Consider an LR circuit like that displayed in
Figure 6.6 in Activity 2-1 in your lab manual. You measure the
current through the inductor as a function of time, and find that
the the current eventually levels off to be 55.05
mA. The voltage of the battery is 6V as
displayed.
a) What is the total resistance of the
circuit?
b) If the circuit takes 7.52 ms to reach 34.80 mA, what is the
value of L for the
inductor?
part a)
V= IR
I= 55.05mA
V=6
R= V/I
R=109 ohm
part b)
For an RL circuit we know that ...
i(t) = i(steady
state) - i(steady state) e^(-tR/L)
.................eq1
And you have given:
i(t=7.52 ms)=34.80 mA
i(steady state)=55.05mA
R=109 ohms
according to eq1
0.03480 = 0.05505 - 0.05505 e^(-0.00752 x 109 / L)
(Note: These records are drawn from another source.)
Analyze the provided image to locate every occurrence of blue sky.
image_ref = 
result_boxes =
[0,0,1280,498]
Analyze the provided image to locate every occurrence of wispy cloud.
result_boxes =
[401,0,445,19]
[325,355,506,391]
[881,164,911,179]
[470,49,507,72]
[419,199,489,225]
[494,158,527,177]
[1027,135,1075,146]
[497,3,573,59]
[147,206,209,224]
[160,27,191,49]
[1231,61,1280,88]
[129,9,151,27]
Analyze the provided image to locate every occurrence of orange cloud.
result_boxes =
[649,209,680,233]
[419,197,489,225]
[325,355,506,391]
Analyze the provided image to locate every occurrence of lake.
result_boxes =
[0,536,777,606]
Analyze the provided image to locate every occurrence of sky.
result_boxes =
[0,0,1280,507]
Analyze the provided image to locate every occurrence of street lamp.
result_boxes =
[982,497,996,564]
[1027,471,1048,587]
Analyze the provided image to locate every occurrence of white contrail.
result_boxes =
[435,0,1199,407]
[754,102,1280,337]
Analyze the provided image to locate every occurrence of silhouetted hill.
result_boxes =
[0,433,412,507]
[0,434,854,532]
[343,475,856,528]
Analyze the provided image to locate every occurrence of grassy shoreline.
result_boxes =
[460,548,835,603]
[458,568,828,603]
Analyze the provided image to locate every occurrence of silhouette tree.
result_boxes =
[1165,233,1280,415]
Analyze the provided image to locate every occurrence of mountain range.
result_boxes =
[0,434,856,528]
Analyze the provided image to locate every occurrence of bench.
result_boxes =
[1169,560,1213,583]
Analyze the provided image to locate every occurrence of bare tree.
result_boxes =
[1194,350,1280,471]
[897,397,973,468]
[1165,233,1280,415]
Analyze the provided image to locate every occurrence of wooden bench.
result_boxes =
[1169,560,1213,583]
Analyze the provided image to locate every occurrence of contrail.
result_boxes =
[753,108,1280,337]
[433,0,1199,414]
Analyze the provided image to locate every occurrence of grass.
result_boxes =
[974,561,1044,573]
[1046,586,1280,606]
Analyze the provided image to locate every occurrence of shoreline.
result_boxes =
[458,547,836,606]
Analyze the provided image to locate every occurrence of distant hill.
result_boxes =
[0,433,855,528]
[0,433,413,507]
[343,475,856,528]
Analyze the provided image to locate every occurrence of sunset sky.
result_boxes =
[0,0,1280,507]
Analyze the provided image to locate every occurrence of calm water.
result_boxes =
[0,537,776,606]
-.02025= -0.05505 e^(-0.00752 x 109 / L)
0.3678= e^(-0.00752 x 109 / L)
ln (0.3678) = ln ( e^(-0.00752 x 109 / L))
ln (0.3678) = -0.00752 x 109 / L
L = -0.00752 x 109 / ln (.3678)
L = -0.00752 x 109 / (-1.0002159668119)
L = 0.8195 H
L= 0.82 H (rounded)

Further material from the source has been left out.